Scientists will present an assortment of new images and describe their latest discoveries at a news briefing scheduled for November 19 at NASA Headquarters in Washington, D.C.
Prometheus, the "Old Faithful" of Io's many volcanoes, has been active during every observation over the past 20 years by NASA's Voyager and Galileo spacecraft and the Hubble Space Telescope.
New spectrometer images show two distinct hot spots at Prometheus -- a large one to the west and a fainter, cooler one to the east. The images reveal numerous lava flows near the western hot spot and enable scientists to identify a crater, or caldera, 28 kilometers (17 miles) long and 14 kilometers (9 miles) wide near the hot spot to the east.
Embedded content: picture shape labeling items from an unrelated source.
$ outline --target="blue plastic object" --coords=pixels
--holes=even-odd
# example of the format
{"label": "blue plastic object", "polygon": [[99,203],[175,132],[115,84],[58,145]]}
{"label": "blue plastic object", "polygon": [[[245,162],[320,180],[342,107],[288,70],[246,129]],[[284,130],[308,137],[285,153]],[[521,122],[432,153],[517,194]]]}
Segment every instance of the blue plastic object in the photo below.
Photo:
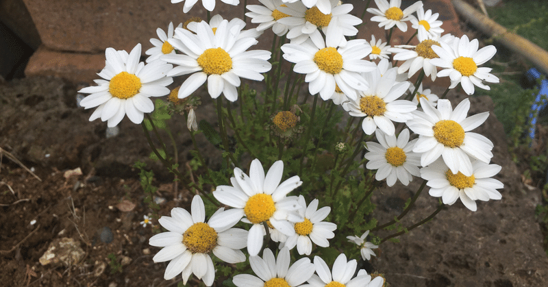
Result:
{"label": "blue plastic object", "polygon": [[[528,80],[536,82],[536,80],[543,76],[543,74],[535,68],[531,68],[525,73]],[[529,137],[532,140],[535,138],[535,132],[536,122],[538,120],[538,115],[540,110],[548,105],[548,79],[544,79],[540,82],[538,87],[538,94],[535,97],[535,101],[531,105],[531,112],[529,114],[529,118],[531,120],[531,129],[529,130]],[[535,95],[533,94],[533,95]]]}

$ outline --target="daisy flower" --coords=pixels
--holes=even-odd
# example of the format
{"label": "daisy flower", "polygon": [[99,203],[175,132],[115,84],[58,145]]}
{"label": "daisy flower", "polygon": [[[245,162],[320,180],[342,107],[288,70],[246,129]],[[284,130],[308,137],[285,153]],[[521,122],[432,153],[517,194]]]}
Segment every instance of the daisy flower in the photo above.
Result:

Another Io fly-by, this time at an altitude of 300 kilometers (186 miles), is planned for November 25. The Io fly-bys are challenging and risky, because Io lies in an area of intense radiation from Jupiter's radiation belts, and that radiation can harm spacecraft components.
The main mission for Galileo ended two years ago. Since then the orbiter has been conducting a two-year extended study of Jupiter's largest moons -- Ganymede, Callisto, Europa and Io.
That funding, about $30 million, will run out at the end of the year, but NASA managers are working on another possible extension, Johnson said.
With more funding, Galileo could return observations of Jupiter simultaneously with NASA's Saturn-bound Cassini spacecraft during its jovian fly-by in December 2000.